“…and hope does not put us to shame, because God’s love has been poured into our hearts through the Holy Spirit who has been given to us.” (Romans 5:5)
When a new trouble strikes or an old one obsesses our mind we need to think, how can this particular trial of mine focus people’s attention on God, his glorious character? It really depends on how I respond, doesn’t it? Faith is the alchemy that turns dread into praise to God. Praise to God when people see our faith response. And growth in us, too. Instead of spiritual deterioration that comes of un-faith, through trusting him in that adversity, the adversity itself becomes a fast track to becoming more like Jesus, the one who learned obedience through the things he suffered. And the greater the victory, the more glory to God. Here are four more reasons to hope:
- God isn’t gleeful about your pain. Jeremiah 3:33. God is the reluctant pain dispenser. He weeps with us. During the Iraq war I watched on TV a young wife weep over the terror her husband was facing in the gulf and heard her testify of how she was praying for his success, that he would “wipe ‘em out” and then she thought- “those Iraqi boys, their mothers, their wives are people, too. God have mercy on us all!” That young wife had caught God’s heartbeat. God takes no pleasure in the death of the sinner or the chastisement of the saint. He weeps with us. He understands, he feels our pain.

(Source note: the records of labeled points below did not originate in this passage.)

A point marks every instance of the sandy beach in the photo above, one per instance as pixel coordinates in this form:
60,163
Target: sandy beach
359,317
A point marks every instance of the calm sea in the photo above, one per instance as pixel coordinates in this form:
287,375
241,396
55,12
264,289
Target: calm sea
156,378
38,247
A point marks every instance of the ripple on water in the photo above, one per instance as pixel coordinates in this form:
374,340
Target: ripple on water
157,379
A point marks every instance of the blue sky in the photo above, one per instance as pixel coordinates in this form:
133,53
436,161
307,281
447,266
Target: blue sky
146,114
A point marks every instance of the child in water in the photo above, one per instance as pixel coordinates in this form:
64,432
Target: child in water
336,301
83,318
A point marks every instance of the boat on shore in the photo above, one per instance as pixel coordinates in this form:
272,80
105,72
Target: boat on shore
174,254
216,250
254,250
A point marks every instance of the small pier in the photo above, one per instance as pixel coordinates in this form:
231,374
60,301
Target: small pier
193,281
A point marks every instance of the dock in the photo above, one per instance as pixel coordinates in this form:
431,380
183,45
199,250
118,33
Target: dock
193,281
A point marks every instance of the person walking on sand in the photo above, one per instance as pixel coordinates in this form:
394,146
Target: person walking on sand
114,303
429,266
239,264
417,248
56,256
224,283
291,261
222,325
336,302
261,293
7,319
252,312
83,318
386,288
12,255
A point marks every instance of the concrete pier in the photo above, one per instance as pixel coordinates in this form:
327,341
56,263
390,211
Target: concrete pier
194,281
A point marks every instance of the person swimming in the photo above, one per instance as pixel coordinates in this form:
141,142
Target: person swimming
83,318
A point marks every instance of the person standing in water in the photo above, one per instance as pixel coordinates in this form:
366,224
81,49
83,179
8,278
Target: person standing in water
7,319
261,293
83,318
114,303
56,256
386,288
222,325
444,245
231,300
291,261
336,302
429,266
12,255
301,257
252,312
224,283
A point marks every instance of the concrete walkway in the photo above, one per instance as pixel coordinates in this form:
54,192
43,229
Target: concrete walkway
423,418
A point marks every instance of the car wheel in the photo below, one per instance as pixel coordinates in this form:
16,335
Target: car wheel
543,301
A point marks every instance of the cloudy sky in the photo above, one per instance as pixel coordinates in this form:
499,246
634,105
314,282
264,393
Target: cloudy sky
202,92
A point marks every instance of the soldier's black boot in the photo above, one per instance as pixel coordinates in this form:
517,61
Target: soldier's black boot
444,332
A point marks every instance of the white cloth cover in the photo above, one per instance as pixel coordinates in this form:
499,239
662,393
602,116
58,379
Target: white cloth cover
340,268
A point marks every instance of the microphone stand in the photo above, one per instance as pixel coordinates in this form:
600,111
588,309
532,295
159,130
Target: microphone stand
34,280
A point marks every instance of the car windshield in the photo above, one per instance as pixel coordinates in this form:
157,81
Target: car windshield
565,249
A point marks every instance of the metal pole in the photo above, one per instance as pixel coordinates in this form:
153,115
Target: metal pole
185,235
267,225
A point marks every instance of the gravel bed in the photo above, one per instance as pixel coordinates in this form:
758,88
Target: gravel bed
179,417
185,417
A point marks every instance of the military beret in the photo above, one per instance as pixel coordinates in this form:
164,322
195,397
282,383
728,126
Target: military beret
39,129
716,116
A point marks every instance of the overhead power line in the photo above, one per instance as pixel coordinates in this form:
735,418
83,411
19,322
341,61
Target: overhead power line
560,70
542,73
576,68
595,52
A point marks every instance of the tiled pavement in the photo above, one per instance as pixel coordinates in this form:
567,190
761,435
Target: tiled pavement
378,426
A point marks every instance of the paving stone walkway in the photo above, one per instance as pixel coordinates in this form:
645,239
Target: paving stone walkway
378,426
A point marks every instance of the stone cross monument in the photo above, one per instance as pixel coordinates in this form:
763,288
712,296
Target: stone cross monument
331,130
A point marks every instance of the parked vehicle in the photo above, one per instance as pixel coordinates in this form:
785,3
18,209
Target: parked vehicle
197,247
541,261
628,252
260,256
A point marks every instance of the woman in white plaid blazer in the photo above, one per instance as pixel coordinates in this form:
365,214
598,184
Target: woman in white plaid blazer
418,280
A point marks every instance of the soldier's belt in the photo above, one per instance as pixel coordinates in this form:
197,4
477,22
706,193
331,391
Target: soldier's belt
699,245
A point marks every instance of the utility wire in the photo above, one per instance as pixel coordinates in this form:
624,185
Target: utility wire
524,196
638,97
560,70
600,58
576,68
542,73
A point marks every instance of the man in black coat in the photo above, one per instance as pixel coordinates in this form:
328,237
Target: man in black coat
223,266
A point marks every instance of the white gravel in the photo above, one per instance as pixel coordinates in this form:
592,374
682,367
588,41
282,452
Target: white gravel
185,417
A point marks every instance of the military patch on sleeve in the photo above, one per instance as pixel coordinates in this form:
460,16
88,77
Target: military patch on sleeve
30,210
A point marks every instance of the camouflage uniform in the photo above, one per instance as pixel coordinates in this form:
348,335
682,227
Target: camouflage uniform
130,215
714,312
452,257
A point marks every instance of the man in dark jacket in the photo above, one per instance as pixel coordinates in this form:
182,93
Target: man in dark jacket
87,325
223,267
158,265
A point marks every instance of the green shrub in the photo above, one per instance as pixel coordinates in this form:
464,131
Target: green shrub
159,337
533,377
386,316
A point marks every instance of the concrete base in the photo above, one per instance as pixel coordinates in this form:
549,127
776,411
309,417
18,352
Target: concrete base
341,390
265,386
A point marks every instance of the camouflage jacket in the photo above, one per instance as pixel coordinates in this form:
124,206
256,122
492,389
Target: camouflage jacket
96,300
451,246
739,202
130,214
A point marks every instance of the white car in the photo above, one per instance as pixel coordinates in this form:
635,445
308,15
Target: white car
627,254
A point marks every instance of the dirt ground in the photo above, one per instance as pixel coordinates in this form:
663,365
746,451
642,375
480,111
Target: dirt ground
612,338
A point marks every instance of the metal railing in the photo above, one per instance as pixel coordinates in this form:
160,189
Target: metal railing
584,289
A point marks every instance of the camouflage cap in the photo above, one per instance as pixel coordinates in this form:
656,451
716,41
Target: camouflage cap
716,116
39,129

- Expect trouble. Lamentations 3:38 “Expect the worst, rejoice when it doesn’t happen.” We live in a fallen world. There is going to be sin. Against you. There’s going to be disease. In your family. There’s going to be failure, war, death. We’re not exempt. We should never be surprised that trouble strikes but should try to discern what God has in it for good. And what good can come of MY trouble? Many possibilities, but always 2. And when we work with God to bring about those 2 purposes, the pain is transformed into blessing: our growth, God’s glory. Don’t complain- you deserve it! Lamentations 3: 39,40. Pain in my body causes me to investigate, to take action. Without pain we’d deteriorate and die. Many do. How many cancer victims die because they didn’t have the blessing of pain? And with pain of spirit–it’s the same. But we don’t treat it as a blessing nowadays. In the old days when tragedy struck people immediately said, “For which of my many sins is God judging me?” Nowadays we say, “What’s wrong with God? Why me? I who deserve so much better?” Our society has become the fellowship of the victims.There was a highway sign on I-77 that advertised a new upscale development called “The Summit” with the tagline: “Get what you deserve.” Hallelujah that I don’t get what I deserve! If I did I wouldn’t take up residence at the Summit, I’d take up residence in hell. When trouble strikes, reflect on whether it’s God’s discipline to turn me from some wrong way.Do all the wicked of earth deserve to be punished? What about Saddam Hussein? We think so. But remember the ruthlessness and power of his predecessor, Nebuchadnezzar. In evil, he makes Saddam look like peewee league. Yet how does God describe Nebuchadnezzar through Jeremiah the prophet? “I will hand all your countries over to my servant Nebuchadnezzar, king of Babylon” (27.6) Who is God’s rod today? If we conceive America to be God’s rod to punish the wicked despots of the world, does that mean we deserve no punishment for our own idolatry of material things, sex, prestige, for our anti-god behavior, like the murder of the unborn innocents? Or perhaps the rising confrontation between Islam and the West is God’s rod to punish his church. Let’s examine ourselves and repent. Then there can be hope!
- God is with you. Lamentations 3:55-57. He comes near, so don’t be afraid. God will go with you through it, all the way. Indeed, he is with you in your suffering today. you don’t have much that could be called hard-core pain. Just wait! And when it hits, don’t forget–no matter how alone you feel, you’ve got a close companion.
- Ultimate redemption. Lamentations 3:58. In Jeremiah’s case he may be thinking of his salvation from the mud of that deep cistern into which his enemies had pitched him. Like Jeremiah, our redemption is not always the way we would wish, in the time frame we would hope. It certainly wasn’t for those four missionaries killed in Iraq. But even if not in this life- we’ve read the final chapter of the story. That’s our ultimate hope! Rejoice that your name is written in the Lamb’s Book of Life. “My soul is downcast within me,” laments Jeremiah, “Yet this I call to mind and therefore I have hope.”